Mateo 8
Biblia Latinoamericana ›1Jesús, pues, bajó del monte, y empezaron a seguirlo muchedumbres.
2Un leproso se acercó, se arrodilló delante de él y le dijo: "Señor, si tú quieres, puedes limpiarme."
3Jesús extendió la mano, lo tocó y le dijo: "Quiero, queda limpio." Al momento quedó limpio de la lepra.
4Jesús le dijo: "Mira, no se lo digas a nadie; pero ve a mostrarte al sacerdote y ofrece la ofrenda ordenada por la Ley de Moisés, pues tú tienes que hacerles una declaración."
5Al entrar Jesús en Cafarnaún, se le acercó un capitán de la guardia, suplicándole:
6Señor, mi muchacho está en cama, totalmente paralizado, y sufre terriblemente.
7Jesús le dijo: "Yo iré a sanarlo."
8El capitán contestó: "Señor, ¿quién soy yo para que entres en mi casa? Di no más una palabra y mi sirviente sanará.
9Pues yo, que no soy más que un capitán, tengo soldados a mis órdenes, y cuando le digo a uno: Vete, él se va; y si le digo a otro: Ven, él viene; y si ordeno a mi sirviente: Haz tal cosa, él la hace."
10Jesús se quedó admirado al oír esto, y dijo a los que le seguían: "Les aseguro que no he encontrado a nadie en Israel con tanta fe.
11Yo se lo digo: vendrán muchos del oriente y del occidente para sentarse a la mesa con Abrahán, Isaac y Jacob en el Reino de los Cielos,
12mientras que los que debían entrar al reino serán echados a las tinieblas de afuera: allí será el llorar y rechinar de dientes."
13Luego Jesús dijo al capitán: "Vete a casa, hágase todo como has creído." Y en ese mismo momento el muchacho quedó sano.
14Jesús fue a casa de Pedro; allí encontró a la suegra de éste en cama, con fiebre.
15Jesús le tocó la mano y se le pasó la fiebre. Ella se levantó y comenzó a atenderle.
16Al atardecer le llevaron muchos endemoniados. Él expulsó a los espíritus malos con una sola palabra, y sanó también a todos los enfermos.
17Así se cumplió lo que había anunciado el profeta Isaías: Él tomó nuestras debilidades y cargó con nuestras enfermedades.
18Jesús, al verse rodeado por la multitud, dio orden de cruzar a la otra orilla.
19Entonces se le acercó un maestro de la Ley y le dijo: "Maestro, te seguiré adondequiera que vayas."

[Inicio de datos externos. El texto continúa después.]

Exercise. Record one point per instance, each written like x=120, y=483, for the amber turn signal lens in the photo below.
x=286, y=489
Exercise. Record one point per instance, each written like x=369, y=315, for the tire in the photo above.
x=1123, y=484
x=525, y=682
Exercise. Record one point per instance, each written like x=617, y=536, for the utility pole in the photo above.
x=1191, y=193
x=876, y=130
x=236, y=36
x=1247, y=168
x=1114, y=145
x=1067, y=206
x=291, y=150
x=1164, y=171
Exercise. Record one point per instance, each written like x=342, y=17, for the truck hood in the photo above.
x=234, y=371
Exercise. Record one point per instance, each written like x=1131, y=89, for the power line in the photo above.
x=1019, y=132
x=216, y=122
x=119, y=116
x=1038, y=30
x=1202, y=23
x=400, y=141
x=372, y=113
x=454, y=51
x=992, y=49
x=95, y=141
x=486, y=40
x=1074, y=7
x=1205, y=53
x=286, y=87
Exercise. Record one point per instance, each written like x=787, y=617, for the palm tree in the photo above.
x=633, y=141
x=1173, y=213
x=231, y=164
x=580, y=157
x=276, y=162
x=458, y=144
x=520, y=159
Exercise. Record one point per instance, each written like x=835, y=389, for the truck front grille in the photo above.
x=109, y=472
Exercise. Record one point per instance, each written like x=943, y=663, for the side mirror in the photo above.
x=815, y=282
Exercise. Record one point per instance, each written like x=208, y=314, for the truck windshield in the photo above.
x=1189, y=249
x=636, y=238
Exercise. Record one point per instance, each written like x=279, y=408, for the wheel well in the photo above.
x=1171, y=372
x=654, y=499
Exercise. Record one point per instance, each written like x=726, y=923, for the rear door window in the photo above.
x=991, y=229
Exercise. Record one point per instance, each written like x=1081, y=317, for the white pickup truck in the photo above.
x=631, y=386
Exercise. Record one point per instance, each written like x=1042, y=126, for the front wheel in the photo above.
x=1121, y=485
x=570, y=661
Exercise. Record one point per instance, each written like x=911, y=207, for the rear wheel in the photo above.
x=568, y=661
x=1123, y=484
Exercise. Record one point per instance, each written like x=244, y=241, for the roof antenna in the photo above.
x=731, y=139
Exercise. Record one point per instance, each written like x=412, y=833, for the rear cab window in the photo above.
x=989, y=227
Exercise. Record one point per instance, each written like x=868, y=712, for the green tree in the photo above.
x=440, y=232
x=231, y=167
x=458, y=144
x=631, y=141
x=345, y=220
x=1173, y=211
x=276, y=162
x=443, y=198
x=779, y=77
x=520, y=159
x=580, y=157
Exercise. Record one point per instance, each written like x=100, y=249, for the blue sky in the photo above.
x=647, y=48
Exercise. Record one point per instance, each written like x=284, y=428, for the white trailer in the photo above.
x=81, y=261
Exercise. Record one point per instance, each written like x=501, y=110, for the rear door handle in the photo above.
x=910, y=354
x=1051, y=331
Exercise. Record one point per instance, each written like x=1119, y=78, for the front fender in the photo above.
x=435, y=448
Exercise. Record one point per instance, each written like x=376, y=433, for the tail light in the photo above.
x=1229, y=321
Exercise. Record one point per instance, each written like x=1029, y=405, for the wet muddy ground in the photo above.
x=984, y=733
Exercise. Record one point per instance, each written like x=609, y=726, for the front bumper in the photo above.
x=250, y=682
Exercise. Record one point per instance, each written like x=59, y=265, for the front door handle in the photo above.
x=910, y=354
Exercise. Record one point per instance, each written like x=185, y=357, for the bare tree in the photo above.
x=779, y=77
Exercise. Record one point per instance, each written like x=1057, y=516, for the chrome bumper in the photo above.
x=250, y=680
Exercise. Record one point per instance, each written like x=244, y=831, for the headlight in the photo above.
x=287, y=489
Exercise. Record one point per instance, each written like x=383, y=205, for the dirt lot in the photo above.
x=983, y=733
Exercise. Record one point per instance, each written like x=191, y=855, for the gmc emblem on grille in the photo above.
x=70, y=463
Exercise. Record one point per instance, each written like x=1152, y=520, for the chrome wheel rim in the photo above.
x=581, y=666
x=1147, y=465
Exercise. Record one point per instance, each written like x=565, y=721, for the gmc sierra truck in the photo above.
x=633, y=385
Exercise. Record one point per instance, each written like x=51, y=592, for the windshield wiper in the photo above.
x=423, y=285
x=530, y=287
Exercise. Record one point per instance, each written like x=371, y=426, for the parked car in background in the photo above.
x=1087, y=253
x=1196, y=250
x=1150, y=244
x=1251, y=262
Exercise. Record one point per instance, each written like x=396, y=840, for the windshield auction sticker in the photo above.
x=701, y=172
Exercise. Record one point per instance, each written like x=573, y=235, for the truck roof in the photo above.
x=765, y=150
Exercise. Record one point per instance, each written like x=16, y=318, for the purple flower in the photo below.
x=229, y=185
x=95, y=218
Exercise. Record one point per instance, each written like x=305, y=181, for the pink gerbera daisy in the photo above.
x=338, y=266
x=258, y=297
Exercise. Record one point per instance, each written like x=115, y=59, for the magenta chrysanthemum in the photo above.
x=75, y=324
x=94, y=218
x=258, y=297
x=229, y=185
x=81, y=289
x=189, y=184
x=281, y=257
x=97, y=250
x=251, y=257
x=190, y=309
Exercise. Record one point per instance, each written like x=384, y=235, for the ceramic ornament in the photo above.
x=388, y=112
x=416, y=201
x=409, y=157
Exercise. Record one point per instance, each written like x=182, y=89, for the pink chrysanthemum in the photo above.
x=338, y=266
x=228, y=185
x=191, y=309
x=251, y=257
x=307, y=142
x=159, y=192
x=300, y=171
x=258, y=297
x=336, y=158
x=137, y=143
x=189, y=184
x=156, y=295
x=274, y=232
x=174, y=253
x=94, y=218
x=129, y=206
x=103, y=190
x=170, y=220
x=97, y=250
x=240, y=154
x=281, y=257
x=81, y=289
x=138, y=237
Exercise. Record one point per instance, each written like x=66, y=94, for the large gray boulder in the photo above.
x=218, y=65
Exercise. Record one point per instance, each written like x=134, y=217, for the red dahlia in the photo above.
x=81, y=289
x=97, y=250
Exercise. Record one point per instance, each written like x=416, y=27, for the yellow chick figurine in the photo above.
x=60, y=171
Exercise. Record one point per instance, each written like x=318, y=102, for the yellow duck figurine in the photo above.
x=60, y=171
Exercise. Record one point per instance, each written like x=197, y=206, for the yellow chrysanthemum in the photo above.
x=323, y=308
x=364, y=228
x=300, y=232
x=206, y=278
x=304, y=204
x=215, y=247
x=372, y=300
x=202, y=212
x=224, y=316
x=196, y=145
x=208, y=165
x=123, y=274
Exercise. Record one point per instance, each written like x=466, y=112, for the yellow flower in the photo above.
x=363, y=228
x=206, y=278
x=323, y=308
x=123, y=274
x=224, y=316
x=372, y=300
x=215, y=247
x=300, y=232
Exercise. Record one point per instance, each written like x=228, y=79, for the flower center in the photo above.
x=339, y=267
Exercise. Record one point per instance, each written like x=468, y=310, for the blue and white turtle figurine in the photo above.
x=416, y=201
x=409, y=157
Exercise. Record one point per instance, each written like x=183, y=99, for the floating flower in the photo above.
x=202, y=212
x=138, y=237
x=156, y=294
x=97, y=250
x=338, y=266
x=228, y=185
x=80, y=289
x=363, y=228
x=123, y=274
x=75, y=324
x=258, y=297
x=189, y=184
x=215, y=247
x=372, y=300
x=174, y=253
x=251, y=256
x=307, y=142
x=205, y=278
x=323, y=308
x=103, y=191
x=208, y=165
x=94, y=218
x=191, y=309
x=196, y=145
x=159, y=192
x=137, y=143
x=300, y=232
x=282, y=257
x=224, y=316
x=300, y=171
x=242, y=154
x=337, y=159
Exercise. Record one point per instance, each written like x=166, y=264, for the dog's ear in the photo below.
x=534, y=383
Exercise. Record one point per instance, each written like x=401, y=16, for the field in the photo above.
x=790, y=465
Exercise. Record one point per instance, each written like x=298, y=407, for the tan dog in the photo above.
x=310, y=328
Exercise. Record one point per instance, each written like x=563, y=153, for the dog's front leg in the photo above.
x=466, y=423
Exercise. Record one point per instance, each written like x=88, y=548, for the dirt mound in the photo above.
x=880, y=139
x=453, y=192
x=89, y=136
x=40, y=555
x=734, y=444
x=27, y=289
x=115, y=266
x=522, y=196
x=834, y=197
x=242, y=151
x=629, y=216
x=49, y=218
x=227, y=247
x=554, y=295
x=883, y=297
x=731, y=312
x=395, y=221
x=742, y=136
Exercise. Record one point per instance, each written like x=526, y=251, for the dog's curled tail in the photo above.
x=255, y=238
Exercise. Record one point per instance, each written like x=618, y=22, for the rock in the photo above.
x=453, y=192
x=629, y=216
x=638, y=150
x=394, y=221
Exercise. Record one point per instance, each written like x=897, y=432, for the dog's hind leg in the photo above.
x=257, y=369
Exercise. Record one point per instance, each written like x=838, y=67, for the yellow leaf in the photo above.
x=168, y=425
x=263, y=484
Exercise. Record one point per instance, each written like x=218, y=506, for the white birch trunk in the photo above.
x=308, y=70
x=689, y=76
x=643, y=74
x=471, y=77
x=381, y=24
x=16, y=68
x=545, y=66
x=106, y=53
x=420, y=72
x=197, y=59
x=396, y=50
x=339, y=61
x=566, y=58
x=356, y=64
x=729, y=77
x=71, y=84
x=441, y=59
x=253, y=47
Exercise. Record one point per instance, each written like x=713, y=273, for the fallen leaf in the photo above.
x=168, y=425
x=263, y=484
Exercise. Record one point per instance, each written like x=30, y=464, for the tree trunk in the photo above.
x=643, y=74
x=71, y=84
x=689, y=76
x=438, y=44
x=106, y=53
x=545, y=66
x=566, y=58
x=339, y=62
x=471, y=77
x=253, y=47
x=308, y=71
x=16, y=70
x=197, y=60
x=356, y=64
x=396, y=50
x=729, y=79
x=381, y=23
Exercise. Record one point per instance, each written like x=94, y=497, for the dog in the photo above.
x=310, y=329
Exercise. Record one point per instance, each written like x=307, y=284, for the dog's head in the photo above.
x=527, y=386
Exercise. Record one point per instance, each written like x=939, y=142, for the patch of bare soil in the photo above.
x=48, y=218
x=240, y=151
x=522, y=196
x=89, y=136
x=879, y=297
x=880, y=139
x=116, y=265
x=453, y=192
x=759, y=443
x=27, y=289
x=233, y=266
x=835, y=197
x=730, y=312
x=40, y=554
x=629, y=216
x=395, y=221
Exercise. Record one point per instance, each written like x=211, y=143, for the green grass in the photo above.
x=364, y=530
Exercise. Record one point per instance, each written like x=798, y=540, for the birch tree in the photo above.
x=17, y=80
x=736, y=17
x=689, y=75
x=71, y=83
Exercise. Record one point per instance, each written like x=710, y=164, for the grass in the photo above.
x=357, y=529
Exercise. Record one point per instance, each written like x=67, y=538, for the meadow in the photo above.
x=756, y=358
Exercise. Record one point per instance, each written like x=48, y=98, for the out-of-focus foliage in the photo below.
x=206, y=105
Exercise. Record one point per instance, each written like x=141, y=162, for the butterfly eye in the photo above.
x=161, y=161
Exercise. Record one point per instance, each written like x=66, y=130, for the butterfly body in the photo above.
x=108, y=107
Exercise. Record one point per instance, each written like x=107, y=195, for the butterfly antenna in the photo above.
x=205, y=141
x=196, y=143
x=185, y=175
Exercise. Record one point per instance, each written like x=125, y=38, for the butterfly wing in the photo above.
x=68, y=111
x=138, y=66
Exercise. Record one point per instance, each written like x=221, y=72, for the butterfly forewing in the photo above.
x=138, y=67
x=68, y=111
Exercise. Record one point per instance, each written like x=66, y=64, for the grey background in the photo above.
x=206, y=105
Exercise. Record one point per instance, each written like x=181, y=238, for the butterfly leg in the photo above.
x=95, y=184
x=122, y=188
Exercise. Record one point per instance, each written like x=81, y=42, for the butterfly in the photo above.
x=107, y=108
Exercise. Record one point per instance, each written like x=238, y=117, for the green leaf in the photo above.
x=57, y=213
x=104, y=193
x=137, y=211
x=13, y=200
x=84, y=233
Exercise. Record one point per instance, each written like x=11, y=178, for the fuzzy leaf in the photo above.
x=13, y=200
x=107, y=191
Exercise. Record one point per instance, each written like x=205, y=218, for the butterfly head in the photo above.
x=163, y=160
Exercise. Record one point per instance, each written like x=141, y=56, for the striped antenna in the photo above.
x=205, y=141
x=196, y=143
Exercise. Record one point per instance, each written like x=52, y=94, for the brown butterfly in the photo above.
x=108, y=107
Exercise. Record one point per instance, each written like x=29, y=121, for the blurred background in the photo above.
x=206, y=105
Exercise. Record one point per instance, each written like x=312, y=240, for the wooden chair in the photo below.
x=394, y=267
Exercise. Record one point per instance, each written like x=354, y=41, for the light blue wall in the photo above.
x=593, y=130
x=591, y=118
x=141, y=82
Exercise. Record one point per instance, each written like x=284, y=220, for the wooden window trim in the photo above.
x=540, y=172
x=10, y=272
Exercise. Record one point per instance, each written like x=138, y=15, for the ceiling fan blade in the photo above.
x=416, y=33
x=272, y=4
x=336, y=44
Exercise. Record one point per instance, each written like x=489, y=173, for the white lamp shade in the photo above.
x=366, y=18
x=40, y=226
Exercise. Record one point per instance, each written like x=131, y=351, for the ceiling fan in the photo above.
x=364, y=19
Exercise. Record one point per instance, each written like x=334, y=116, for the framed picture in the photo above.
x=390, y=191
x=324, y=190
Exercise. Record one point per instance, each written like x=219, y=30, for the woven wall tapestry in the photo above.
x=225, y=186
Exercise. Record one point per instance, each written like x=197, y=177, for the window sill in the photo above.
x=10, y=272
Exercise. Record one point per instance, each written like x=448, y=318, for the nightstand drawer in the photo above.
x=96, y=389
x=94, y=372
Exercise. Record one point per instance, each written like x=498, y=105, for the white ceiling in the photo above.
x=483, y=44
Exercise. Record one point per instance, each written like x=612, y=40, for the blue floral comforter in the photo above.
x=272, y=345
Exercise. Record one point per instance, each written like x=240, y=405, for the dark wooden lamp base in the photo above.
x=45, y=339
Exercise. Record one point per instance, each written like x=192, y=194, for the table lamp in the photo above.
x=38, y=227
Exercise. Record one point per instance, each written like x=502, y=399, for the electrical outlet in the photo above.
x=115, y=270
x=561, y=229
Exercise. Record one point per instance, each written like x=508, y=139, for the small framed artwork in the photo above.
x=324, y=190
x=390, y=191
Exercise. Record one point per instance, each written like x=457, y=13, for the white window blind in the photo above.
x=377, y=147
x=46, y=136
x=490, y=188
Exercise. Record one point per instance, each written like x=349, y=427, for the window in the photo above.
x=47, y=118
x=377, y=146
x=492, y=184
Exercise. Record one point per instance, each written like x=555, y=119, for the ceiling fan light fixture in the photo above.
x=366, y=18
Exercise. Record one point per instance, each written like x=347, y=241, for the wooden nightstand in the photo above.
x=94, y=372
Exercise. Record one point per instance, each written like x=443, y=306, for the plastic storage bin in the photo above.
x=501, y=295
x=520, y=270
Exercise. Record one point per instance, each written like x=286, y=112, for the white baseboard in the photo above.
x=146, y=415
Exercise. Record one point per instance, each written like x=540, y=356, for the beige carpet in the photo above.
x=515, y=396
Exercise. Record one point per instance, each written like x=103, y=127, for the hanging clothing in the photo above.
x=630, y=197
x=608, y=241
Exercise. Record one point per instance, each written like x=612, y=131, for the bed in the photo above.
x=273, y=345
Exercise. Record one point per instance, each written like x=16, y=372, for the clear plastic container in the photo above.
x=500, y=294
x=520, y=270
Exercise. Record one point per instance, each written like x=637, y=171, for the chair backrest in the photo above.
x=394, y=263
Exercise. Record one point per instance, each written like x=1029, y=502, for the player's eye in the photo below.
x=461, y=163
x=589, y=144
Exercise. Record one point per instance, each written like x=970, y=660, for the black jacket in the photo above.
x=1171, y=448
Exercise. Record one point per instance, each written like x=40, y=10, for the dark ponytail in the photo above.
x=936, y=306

20Jesús le contestó: "Los zorros tienen cuevas y las aves tienen nidos, pero el Hijo del Hombre ni siquiera tiene dónde recostar la cabeza."
21Otro de sus discípulos le dijo: "Señor, deja que me vaya y pueda primero enterrar a mi padre."
22Jesús le contestó: "Sígueme y deja que los muertos entierren a sus muertos."
23Jesús subió a la barca y sus discípulos le siguieron.
24Se levantó una tormenta muy violenta en el lago, con olas que cubrían la barca, pero él dormía.
25Los discípulos se acercaron y lo despertaron diciendo: "¡Señor, sálvanos, que estamos perdidos!"
26Pero él les dijo: "¡Qué miedosos son ustedes! ¡Qué poca fe tienen!" Entonces se levantó, dio una orden al viento y al mar, y todo volvió a la más completa calma.
27Grande fue el asombro; aquellos hombres decían: "¿Quién es éste, que hasta los vientos y el mar le obedecen?"
28Al llegar a la otra orilla, a la tierra de Gadara, dos endemoniados salieron de entre los sepulcros y vinieron a su encuentro. Eran hombres tan salvajes que nadie se atrevía a pasar por aquel camino.
29Y se pusieron a gritar: "¡No te metas con nosotros, Hijo de Dios! ¿Has venido aquí para atormentarnos antes de tiempo?"
30A cierta distancia de allí había una gran piara de cerdos comiendo.
31Los demonios suplicaron a Jesús: "Si nos expulsas, envíanos a esa piara de cerdos." Jesús les dijo: "Vayan".
32Salieron y entraron en los cerdos. Al momento toda la piara se lanzó hacia el lago por la pendiente, y allí se ahogaron.
33Los cuidadores huyeron, fueron a la ciudad y contaron todo lo sucedido, y lo que había pasado con los endemoniados.
34Entonces todos los habitantes salieron al encuentro de Jesús y, no bien lo vieron, le rogaron que se alejase de sus tierras.